Adanya fitur “trending” dalam media sosial merupakan wujud dari teori kognisi sosial. Dimana sistem mengkategorikan video yang sedang ditonton banyak orang yang kemudian dapat melahirkan sebuah perspektif.
Sehingga seringkali publik tergiring oleh opini publik yang sedang trending saja. Dalam menghadapi kognisi sosial, individu dapat merespon dengan dua cara, yaitu berpikir secara schema atau berpikir secara heuristik.
Berpikir secara schema bisa dibilang berfikir secara lebih mendetil dalam menerima informasi/ kognisi sosial, hal itu bagus untuk menghindari terbentuknya kesalahan perspektif.
Schema dapat dibentuk melalui tiga proses yaitu attention (bagaimana kita memperhatikan sebuah informasi), encoding (bagaimana kita menyimpan informasi yang kita inginkan ke dalam memori) dan retrieval (bagaimana kita mengambil informasi yang kita inginkan dari memori untuk suatu keperluan).
Mudahnya, schema adala proses mencerna informasi secara detil sekaligus memfilternya. Biasanya kita akan melihat sesuatu secara detil ketika kita tertarik.
Tertarik itu merupakan salah satu kerja filter.
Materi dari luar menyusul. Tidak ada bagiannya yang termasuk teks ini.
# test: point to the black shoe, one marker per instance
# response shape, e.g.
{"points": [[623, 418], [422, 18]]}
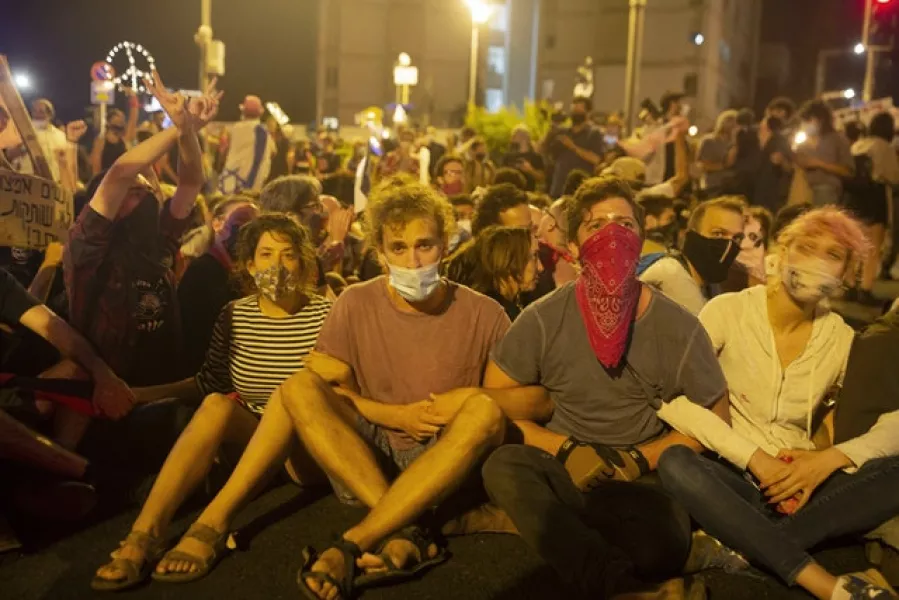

Dalam hal ini, banyaknya informasi di media sosial membuat kita hanya tertarik dengan yang trending saja untuk kemudian kita cari detil infonya.
Seperti trendingnya Putri Ariani, membuat banyak individu ingin mencari secara detil siapa putri Ariani dan bagaimana dengan negara asalnya, Indonesia.
Informasi yang cenderung konsisten dengan schema individu akan lebih berpartisipasi dalam membentuk perspektif. Trendingnya Putri Ariani berhasil membentuk perspektif baru dunia tentang Indonesia.
Kognisi sosial dan schema memiliki hubungan timbal balik. Kognisi sosial dapat mengubah schema seseorang. Schema seseorang dapat memfilter kognisi sosial.
Jika kerja schema terlalu rumit dalam menerima kognisi sosial dan membentuk perspektif, kaum milenial justru seringkali memilih berfikir secara heuristik. Supaya lebih simple dan tidak perlu banyak ambil pusing.
Berpikir heuristik juga dapat dibentuk melalui 3 proses, hanya saja lebih simple: mencocokkan kesamaan, mengestimasi kemungkinan kejadian, mengkategorikan kejadian familiar/mirip.
Sehingga apabila tidak cocok langsung dieliminasi, tidak perlu dicari detil lebih dalamnya. Seperti kemungkinan yang terjadi jika Putri Ariani tidak sampai trending, publik hanya menganggapnya sebagai salah satu peserta dan dianggap lewat begitu saja.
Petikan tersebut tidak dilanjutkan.